Consecutive patients with acute spontaneous intracerebral hemorrhage enrolled into a single-center prospective cohort study were assessed. Change in hemoglobin levels from admission to brain MRI was defined as the exposure variable. The presence of MRI ischemic lesions on diffusion-weighted imaging was the primary radiographic outcome. Poor 6-month modified Rankin Scale score (4-6) was assessed as our clinical outcome. Separate regression models assessed relationships between exposure and outcomes adjusting for relevant confounders. These relationships were also assessed in a separate prospective single-center cohort of patients with ICH receiving minimally invasive hematoma evacuation.

Of 190 patients analyzed in our primary cohort, the mean age was 66.7 years, the baseline hemoglobin level was 13.4 g/dL, and 32% had MRI ischemic lesions. Greater hemoglobin decrements were associated with MRI ischemic lesions (adjusted odds ratio [OR] 0.77 for every 1 g/dL change, 95% confidence interval [CI] 0.60-0.99) and with poor 6-month outcomes (adjusted OR 0.73, 95% CI 0.55-0.98) after adjusting for demographics, ICH and medical disease severity, and antithrombotic use. In our separate cohort of 172 surgical patients with ICH, greater hemoglobin concentration decrements similarly associated with MRI ischemic lesions (adjusted OR 0.74, 95% CI 0.56-0.97) and poor 6-month outcomes (adjusted OR 0.69, 95% CI 0.48-0.98).

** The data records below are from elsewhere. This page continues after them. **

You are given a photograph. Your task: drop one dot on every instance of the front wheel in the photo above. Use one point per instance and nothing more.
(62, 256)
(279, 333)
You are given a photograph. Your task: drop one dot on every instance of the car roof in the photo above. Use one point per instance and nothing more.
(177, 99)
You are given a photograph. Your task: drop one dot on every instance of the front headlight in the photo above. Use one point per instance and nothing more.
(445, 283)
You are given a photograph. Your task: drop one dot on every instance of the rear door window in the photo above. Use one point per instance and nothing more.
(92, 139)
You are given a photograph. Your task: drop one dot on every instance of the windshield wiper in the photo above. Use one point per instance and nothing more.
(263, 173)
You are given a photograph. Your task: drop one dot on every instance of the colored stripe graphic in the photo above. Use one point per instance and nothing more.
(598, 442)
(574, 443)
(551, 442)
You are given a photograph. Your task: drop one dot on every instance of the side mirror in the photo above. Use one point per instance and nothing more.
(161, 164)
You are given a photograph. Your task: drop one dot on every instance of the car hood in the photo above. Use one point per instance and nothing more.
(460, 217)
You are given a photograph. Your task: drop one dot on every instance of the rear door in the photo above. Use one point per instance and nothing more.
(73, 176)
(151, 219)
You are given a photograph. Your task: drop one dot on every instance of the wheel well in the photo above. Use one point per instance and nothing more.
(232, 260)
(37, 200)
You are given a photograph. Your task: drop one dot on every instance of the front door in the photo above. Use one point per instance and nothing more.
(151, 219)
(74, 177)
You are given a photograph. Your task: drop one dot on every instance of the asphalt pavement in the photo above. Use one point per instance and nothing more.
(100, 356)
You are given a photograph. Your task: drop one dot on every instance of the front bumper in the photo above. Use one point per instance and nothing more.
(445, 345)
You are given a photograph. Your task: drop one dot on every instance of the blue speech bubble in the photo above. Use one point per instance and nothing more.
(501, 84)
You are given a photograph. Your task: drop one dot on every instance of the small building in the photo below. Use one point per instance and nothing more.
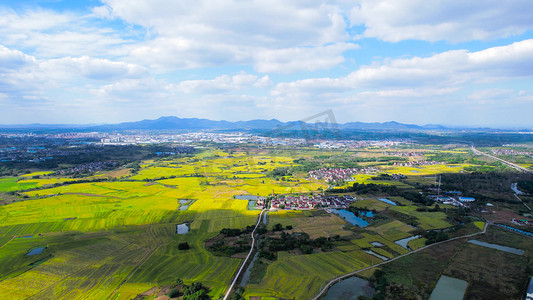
(467, 199)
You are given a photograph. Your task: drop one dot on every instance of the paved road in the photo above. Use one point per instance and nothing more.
(230, 289)
(517, 167)
(329, 284)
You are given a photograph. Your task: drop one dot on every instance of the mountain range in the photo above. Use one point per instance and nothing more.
(176, 123)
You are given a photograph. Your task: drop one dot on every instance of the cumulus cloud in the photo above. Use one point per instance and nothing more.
(223, 84)
(451, 20)
(13, 59)
(54, 34)
(94, 68)
(279, 36)
(443, 70)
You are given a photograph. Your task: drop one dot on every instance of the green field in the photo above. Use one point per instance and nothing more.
(114, 236)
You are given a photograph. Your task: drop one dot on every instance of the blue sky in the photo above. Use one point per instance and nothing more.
(462, 63)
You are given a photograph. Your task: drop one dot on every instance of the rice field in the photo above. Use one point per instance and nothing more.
(116, 238)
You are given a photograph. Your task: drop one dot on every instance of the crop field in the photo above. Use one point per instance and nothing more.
(417, 243)
(316, 223)
(9, 184)
(113, 235)
(371, 203)
(394, 230)
(302, 276)
(426, 170)
(426, 220)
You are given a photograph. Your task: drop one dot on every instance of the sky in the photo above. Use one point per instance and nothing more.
(449, 62)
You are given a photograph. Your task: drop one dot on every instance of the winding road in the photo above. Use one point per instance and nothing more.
(510, 164)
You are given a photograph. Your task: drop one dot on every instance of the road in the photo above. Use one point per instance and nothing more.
(512, 165)
(236, 277)
(329, 284)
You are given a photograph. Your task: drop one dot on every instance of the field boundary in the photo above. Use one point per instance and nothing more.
(238, 274)
(335, 280)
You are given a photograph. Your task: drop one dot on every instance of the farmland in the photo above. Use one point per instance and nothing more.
(112, 234)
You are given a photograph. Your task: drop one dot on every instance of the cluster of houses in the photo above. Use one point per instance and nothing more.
(521, 222)
(89, 167)
(304, 202)
(403, 154)
(510, 152)
(335, 174)
(452, 198)
(416, 163)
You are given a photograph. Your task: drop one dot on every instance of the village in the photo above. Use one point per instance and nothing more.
(305, 202)
(336, 174)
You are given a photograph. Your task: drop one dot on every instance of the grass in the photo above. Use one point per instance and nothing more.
(10, 184)
(371, 204)
(116, 239)
(302, 276)
(417, 243)
(394, 230)
(426, 220)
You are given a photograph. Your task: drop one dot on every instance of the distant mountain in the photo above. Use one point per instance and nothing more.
(175, 123)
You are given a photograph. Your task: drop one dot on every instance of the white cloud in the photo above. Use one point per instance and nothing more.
(94, 68)
(51, 34)
(278, 36)
(223, 84)
(13, 59)
(451, 20)
(289, 60)
(449, 69)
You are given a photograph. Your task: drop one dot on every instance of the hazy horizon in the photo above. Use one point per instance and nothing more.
(451, 63)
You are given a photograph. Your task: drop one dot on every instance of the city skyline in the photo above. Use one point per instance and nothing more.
(449, 63)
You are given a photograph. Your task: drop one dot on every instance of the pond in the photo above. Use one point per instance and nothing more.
(387, 201)
(498, 247)
(350, 217)
(182, 228)
(350, 289)
(35, 251)
(449, 288)
(404, 242)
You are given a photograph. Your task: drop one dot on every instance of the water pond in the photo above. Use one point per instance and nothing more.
(350, 217)
(350, 289)
(498, 247)
(182, 228)
(405, 241)
(387, 201)
(449, 288)
(35, 251)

Greater hemoglobin decrements after acute ICH are associated with ischemic lesions on brain MRI and poor long-term outcomes. Further work is required to clarify drivers for these relationships and whether anemia treatment and prevention can be used to improve ICH outcomes 2).

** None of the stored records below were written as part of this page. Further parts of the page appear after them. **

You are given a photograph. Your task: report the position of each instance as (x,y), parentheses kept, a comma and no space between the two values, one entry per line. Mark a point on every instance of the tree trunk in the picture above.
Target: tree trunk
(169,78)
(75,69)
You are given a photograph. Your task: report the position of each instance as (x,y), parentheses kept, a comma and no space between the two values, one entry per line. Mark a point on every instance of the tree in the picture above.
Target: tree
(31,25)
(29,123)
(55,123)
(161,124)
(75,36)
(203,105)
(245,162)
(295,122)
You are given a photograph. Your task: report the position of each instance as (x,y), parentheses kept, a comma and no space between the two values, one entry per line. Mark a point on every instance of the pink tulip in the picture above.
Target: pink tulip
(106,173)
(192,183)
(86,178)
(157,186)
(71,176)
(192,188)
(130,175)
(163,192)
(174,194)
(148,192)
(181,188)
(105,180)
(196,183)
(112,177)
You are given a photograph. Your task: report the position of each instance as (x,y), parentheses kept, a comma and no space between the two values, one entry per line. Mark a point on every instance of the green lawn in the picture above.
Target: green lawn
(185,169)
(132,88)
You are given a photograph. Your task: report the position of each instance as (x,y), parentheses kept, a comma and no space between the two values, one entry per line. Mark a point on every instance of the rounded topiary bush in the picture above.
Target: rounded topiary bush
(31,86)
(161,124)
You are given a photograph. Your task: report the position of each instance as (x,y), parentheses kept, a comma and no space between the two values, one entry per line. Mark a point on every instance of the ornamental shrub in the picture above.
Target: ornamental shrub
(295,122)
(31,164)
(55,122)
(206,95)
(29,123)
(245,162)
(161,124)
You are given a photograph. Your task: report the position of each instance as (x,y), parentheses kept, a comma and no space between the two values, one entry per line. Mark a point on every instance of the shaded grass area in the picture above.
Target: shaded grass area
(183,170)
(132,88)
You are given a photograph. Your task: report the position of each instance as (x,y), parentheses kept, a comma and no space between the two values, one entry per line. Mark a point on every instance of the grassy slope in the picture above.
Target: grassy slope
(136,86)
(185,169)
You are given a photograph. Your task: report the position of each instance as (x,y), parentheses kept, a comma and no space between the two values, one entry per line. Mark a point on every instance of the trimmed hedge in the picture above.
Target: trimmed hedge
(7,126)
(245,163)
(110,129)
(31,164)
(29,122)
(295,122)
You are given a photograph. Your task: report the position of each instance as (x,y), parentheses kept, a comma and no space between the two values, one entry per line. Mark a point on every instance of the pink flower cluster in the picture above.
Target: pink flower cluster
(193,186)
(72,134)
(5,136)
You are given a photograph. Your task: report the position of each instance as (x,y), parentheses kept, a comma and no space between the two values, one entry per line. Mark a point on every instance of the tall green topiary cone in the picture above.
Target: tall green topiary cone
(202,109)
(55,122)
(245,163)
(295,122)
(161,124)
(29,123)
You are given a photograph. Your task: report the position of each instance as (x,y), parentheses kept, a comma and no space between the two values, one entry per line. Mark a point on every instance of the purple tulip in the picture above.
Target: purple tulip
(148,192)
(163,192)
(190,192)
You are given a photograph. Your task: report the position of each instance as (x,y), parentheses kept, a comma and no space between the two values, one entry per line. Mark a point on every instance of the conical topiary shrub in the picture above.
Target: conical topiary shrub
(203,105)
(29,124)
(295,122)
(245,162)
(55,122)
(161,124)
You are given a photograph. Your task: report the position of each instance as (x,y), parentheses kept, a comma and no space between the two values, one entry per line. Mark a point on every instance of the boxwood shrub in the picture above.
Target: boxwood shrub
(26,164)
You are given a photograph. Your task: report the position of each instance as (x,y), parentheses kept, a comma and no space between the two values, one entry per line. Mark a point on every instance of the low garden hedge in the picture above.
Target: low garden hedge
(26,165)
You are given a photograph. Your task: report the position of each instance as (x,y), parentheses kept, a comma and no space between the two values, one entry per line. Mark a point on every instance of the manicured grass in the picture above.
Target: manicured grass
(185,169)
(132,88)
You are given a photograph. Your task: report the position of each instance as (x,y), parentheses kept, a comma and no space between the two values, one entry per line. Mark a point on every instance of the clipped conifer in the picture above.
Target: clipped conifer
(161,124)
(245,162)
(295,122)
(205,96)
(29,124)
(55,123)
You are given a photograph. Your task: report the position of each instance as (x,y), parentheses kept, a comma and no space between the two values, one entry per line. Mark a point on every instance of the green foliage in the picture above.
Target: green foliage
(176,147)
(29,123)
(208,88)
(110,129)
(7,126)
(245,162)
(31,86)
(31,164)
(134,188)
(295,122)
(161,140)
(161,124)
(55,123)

This study's design enables researchers to establish associations between hemoglobin changes and outcomes in ICH, but it does not determine causality, as it is observational. Further experimental or interventional studies would be required to clarify causal mechanisms or assess the efficacy of anemia treatment in improving outcomes.

1)
Rivera-Lara L, Cho SM, Li Y, Ali H, McBee N, Awad IA, Avadhani R, Hanley DF, Gandhi D, Walborn N, Murthy SB, Ziai WC. Mechanistic Evaluation of Diffusion Weighted Hyperintense Lesions After Large Spontaneous Intracerebral Hemorrhage: A Subgroup Analysis of MISTIE III. Neurocrit Care. 2023 Dec 1. doi: 10.1007/s12028-023-01890-3. Epub ahead of print. PMID: 38040993.
2)
Poyraz FC, Rossitto CP, Ridha M, Simonetto M, Kumar A, Hess E, White E, Mao E, Sieh L, Ghoshal S, Agarwal S, Park S, Claassen J, Connolly ES, Mocco J, Kellner CP, Roh DJ. Hemoglobin Decrements are Associated with Ischemic Brain Lesions and Poor Outcomes in Patients with Intracerebral Hemorrhage. Neurocrit Care. 2025 Jan 22. doi: 10.1007/s12028-024-02206-9. Epub ahead of print. PMID: 39843877.